O Tribunal Supremo dos Estados Unidos anulou a maior parte dos aranceles impostos pelo presidente. A decisão, de 170 páginas, foi aprovada por 6 votos a favor e 3 contra. O tribunal considerou que a política comercial é função do Congresso e não do Executivo. A retaliação econômica foi questionada sob a alegação de excesso de poder.
A corte não avaliou se os aranceles foram bons ou ruins para a economia. Constatou apenas que não podem ser justificados pela lei de emergência econômica de 1977. O Congresso pode delegar autoridade, dentro de limites, mas o governo excedeu esses parâmetros.
A decisão surge em um momento de maioria conservadora no tribunal e sinaliza que as instituições ainda funcionam. Mesmo em meio a avaliações sobre o risco de erosão democrática, o veredicto é visto por parte da comunidade como um freio institucional.
A decisão altera o horizonte para futuras medidas protecionistas. Se o Executivo quiser manter medidas desse tipo, precisará da aprovação do Legislativo ou recorrer a instrumentos legais mais demorados e com cobertura menos ampla.
O impacto imediato envolve o comércio global, já que acordos firmados nos últimos meses, inclusive com a União Europeia, ficam em revisão. Além disso, empresas veem possível devolução de cerca de 200 bilhões de dólares em recursos arrecadados com aranceles.

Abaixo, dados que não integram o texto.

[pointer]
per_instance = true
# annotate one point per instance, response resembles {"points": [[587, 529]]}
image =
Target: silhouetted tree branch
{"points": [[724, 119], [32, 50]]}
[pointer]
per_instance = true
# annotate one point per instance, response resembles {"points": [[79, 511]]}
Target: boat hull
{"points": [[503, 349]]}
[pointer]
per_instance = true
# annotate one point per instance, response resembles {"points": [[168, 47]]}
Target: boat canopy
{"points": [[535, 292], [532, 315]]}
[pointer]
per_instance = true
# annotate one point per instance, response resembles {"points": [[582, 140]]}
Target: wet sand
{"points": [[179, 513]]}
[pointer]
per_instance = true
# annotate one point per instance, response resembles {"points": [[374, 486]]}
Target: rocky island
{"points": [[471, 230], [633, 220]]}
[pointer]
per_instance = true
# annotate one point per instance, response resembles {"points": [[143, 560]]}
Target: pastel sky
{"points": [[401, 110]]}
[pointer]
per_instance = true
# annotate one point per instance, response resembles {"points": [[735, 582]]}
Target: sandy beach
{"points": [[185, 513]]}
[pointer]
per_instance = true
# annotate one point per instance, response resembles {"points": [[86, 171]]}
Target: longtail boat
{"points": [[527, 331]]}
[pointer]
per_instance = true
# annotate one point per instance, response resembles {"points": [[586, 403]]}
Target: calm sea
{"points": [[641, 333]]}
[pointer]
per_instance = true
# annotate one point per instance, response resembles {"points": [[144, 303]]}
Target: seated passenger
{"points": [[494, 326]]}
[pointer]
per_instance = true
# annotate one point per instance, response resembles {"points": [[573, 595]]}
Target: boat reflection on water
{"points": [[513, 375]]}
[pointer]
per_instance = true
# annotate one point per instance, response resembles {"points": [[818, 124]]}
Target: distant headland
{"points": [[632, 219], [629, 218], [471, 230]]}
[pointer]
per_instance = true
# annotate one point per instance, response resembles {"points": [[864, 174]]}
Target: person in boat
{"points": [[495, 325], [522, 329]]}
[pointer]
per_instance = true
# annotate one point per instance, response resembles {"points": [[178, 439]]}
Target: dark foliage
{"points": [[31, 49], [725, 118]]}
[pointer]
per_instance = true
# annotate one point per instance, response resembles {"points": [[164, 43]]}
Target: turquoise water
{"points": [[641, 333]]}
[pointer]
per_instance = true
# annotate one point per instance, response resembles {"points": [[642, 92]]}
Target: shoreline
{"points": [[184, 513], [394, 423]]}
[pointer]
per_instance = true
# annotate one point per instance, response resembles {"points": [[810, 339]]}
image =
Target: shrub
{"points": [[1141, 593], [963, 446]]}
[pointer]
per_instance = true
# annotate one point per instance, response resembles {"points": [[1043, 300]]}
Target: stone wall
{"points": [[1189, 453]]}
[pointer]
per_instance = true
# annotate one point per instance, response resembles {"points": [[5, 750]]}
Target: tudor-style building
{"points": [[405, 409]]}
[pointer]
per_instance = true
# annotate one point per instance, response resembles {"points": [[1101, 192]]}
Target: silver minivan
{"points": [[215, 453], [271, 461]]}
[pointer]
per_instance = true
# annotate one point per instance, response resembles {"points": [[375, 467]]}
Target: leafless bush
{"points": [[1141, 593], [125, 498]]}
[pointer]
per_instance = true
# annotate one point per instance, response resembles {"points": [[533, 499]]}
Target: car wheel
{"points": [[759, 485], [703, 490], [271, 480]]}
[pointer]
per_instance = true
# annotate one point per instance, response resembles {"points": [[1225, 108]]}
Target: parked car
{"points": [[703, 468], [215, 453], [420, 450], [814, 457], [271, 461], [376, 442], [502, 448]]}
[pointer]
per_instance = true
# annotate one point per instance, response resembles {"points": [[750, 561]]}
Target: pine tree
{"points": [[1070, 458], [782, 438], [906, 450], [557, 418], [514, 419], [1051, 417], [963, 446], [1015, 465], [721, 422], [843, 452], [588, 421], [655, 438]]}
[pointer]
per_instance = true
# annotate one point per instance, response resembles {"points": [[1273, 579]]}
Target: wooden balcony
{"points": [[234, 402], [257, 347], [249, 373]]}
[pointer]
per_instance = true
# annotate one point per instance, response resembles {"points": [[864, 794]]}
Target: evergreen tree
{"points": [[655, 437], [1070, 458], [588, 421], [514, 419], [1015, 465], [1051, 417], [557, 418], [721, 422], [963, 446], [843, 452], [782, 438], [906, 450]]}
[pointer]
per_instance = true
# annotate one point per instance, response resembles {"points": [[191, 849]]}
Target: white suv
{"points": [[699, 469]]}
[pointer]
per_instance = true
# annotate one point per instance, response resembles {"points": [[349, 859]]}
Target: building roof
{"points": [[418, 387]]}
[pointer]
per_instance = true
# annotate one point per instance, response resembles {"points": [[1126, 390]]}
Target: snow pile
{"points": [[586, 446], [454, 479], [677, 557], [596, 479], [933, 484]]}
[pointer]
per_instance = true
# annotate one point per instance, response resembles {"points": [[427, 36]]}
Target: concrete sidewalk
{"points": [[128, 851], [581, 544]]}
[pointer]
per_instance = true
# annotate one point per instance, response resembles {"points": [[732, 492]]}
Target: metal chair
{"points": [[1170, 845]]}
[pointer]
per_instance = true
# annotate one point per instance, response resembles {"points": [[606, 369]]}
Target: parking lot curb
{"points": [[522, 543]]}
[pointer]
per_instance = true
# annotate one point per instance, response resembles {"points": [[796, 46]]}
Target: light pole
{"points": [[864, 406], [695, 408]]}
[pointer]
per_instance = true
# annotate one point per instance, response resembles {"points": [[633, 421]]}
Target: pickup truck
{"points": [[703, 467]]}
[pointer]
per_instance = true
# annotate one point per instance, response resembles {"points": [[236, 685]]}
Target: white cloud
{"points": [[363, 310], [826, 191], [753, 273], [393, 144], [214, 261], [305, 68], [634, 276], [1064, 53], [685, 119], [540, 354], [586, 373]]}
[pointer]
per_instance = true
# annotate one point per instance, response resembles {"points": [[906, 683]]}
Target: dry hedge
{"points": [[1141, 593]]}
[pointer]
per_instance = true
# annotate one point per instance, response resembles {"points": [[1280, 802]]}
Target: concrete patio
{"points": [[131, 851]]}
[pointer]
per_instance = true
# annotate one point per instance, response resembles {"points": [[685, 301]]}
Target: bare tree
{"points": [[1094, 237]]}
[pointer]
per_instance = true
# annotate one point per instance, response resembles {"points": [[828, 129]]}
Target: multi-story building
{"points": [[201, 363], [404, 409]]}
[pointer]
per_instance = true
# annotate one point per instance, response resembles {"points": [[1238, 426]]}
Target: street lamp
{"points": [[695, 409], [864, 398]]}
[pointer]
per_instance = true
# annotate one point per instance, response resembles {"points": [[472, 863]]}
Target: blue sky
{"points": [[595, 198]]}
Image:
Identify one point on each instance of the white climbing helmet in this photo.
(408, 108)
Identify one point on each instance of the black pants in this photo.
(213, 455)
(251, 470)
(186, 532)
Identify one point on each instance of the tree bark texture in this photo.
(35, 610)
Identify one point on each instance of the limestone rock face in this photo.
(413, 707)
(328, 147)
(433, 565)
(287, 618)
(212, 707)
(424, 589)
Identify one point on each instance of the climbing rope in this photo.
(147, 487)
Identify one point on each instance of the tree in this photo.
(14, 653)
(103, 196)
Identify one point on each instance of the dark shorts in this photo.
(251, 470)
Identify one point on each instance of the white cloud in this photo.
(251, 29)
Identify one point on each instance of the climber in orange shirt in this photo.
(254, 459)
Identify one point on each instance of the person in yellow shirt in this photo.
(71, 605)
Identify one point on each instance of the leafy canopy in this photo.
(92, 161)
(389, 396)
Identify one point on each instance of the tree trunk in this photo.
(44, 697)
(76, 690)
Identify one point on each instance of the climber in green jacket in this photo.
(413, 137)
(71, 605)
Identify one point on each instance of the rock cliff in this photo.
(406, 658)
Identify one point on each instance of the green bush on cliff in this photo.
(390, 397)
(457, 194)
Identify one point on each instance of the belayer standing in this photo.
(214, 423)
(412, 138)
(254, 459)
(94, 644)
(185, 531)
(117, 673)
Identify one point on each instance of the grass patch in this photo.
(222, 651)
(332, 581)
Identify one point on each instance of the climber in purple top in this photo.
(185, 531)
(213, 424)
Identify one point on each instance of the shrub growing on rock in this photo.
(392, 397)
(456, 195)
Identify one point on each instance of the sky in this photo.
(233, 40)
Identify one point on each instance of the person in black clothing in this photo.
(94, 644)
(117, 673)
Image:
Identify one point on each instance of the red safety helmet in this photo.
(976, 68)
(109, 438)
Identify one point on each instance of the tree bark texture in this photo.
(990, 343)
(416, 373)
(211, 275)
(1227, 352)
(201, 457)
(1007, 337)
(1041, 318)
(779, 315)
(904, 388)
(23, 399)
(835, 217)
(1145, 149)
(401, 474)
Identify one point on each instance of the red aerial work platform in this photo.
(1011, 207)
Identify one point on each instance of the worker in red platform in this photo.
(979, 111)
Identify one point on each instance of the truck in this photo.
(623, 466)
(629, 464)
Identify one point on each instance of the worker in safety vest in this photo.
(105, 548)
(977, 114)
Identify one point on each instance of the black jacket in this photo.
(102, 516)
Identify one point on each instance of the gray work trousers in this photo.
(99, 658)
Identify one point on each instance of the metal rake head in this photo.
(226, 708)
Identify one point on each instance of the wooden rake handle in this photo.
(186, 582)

Espera-se que o governo examine outras opções legais para políticas comerciais, sem desconsiderar a necessidade de apoio parlamentar. A tutela ao equilíbrio entre poderes marca uma mudança de cenário para decisões protecionistas.
No curto prazo, investidores e mercados observam a reação dos demais atores econômicos. A indústria, as universidades e a sociedade civil haviam sido reticentes diante das medidas, o que pode?
O governo deverá deliberar sobre próximos passos, incluindo como tratar retroativamente eventuais cobranças e revisões contratuais com parceiros internacionais. As próximas fases dependem de novos arranjos legislativos.